La conversación durante el trayecto fue bastante intrascendente. Yo hablaba maquinalmente, casi sin pensar en lo que estaba diciendo. Mi cerebro no hacía más que darle vueltas a mi plan. ¿Estaría dispuesta a subir a mi habitación? ¿No sería demasiado precipitado? Me moría de ganas, pero no sabía si planteárselo o no. ¿Se acordaría de aquel reto lanzado meses atrás o todo era producto de mi deseo? Ella mientras tanto me hablaba de su ciudad con toda naturalidad. Íbamos camino de mi hotel, pero no había ni asomo de insinuación en la escena. La cabeza me iba a estallar y decidí dejar que los acontecimientos se desarrollaran por sí solos.

El hall del hotel era majestuoso. Cristales y plantas por todas partes. En recepción, la amabilidad de la joven que nos atendió, se contradecía con sus pensamientos, que pude leer en sus ojos, tan claramente como si estuvieran escritos en luces de neón. Primero, su atención perfectamente profesional cuando Patricia preguntó por la habitación que me había reservado, luego, su profesionalidad no fue suficiente para controlar una mezcla de sorpresa, reprobación y censura al mirarme de arriba abajo mientras confirmaba que, en efecto había reservada una habitación doble, sentimiento reafirmado cuando dio la vuelta a mi carnet de identidad y comprobó mi edad. 

-Seiscientos dos, saliendo del ascensor a mano derecha, señor, feliz estancia. -Mientras, realmente quería decir "¿no le parece que es un poco joven para usted, viejo degenerado?".

No quise hacer caso. Seguramente eran imaginaciones mías. Además ¡qué coño! era cierto lo de la diferencia de edad y era cierto que tenía intención de acostarme con aquella criatura, pero ¡qué demonios!, es que los hombres medianamente maduros no tienen derecho a vivir o es que, a lo mejor, había un poco de envidia… Disimulé una malévola sonrisa al agacharme a coger mi equipaje y me dirigí hacia los ascensores. Ella venía conmigo.

-Yo te espero en el bar tomando un café- me dijo.

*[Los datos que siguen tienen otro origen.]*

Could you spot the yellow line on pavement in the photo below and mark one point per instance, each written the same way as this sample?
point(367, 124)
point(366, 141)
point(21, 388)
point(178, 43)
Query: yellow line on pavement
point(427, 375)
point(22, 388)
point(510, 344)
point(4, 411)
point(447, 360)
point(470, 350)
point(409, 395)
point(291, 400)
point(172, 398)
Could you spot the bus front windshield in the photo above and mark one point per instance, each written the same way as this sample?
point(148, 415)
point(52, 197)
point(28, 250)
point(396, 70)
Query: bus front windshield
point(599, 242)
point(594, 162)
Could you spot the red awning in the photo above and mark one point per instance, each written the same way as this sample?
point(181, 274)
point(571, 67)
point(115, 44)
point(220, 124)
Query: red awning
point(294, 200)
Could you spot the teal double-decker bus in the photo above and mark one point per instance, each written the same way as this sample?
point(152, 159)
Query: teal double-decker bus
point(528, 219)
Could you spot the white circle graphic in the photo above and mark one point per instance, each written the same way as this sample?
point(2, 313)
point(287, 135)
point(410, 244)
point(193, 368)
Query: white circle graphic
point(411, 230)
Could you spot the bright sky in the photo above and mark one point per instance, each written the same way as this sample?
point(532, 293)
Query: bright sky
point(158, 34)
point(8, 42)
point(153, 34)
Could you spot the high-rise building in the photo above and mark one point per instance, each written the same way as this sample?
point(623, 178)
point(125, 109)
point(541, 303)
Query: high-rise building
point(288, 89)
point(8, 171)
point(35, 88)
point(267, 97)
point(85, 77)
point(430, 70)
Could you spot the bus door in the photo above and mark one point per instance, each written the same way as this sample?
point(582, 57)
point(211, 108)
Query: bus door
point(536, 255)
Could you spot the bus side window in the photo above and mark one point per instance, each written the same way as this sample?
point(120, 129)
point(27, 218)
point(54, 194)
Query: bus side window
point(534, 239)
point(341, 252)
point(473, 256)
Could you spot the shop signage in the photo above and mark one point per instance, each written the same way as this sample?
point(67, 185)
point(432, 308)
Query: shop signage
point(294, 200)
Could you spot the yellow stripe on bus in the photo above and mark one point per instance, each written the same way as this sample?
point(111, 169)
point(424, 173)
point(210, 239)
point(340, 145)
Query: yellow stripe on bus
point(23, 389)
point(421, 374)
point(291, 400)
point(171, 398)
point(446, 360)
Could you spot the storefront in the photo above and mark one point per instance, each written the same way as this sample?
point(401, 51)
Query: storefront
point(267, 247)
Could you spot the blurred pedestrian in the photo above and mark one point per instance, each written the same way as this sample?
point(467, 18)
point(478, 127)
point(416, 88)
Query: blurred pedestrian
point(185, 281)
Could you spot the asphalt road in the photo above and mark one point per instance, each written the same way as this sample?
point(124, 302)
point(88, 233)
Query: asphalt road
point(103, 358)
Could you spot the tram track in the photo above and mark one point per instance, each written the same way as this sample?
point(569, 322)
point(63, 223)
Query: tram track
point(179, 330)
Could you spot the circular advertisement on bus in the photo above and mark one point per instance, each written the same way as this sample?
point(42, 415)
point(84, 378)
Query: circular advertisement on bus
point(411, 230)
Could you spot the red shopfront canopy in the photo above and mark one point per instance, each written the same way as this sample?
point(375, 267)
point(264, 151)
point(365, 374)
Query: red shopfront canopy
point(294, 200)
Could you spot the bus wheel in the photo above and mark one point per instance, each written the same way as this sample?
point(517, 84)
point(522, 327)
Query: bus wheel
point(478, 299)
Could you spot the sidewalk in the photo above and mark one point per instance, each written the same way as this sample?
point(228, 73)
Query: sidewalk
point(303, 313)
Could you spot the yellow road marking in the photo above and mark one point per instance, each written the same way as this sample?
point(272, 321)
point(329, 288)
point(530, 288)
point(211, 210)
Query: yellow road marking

La sangre se me coaguló en las venas. Sabía yo que era demasiado bonito para que fuera tan sencillo.

-¿Quieres subir y te lo tomas arriba?

- No, no, prefiero esperar aquí abajo. Pero date prisa, que vamos a ir a cenar fuera de la ciudad.

Subí hasta la habitación maldiciendo mi mala suerte. Estaba más desorientado que un crío perdido en unos grandes almacenes. Cuando todo parecía que se me ponía de cara, ella daba un giro de noventa grados y cambiaba de dirección. Esa ha sido una constante en nuestra relación. Sus cambios de sentido siempre me han dejado fuera de juego.

Me metí en la ducha refunfuñando y en diez minutos estaba completamente acicalado. De todas formas, tenía toda la noche por delante para volver a intentarlo. Lo que más me cabreaba era aquella sutil manera, que tenía ella, de despistarme. No estaba acostumbrado a que se jugase conmigo tan descaradamente y, a la vez, de forma tan sutil, que ni siquiera me daba la oportunidad de quejarme, porque no acababa de estar seguro de que lo hacía a propósito, si tenía o si ponía cara de nunca haber roto un plato.

Estaba totalmente colado, embobado, como anulado, yo, el jefe, al que todos tratan con respeto y llaman señor, estaría dispuesto a ponerme a cuatro patas y comer de su mano, si ella me lo pidiera. Me daba miedo, pero quedaba totalmente anulado por la casi devoción, hacia aquella criatura inusual, que me hacía sentir mariposas revoloteando en el estómago. Aunque, lo más seguro, es que no fuera más que hambre.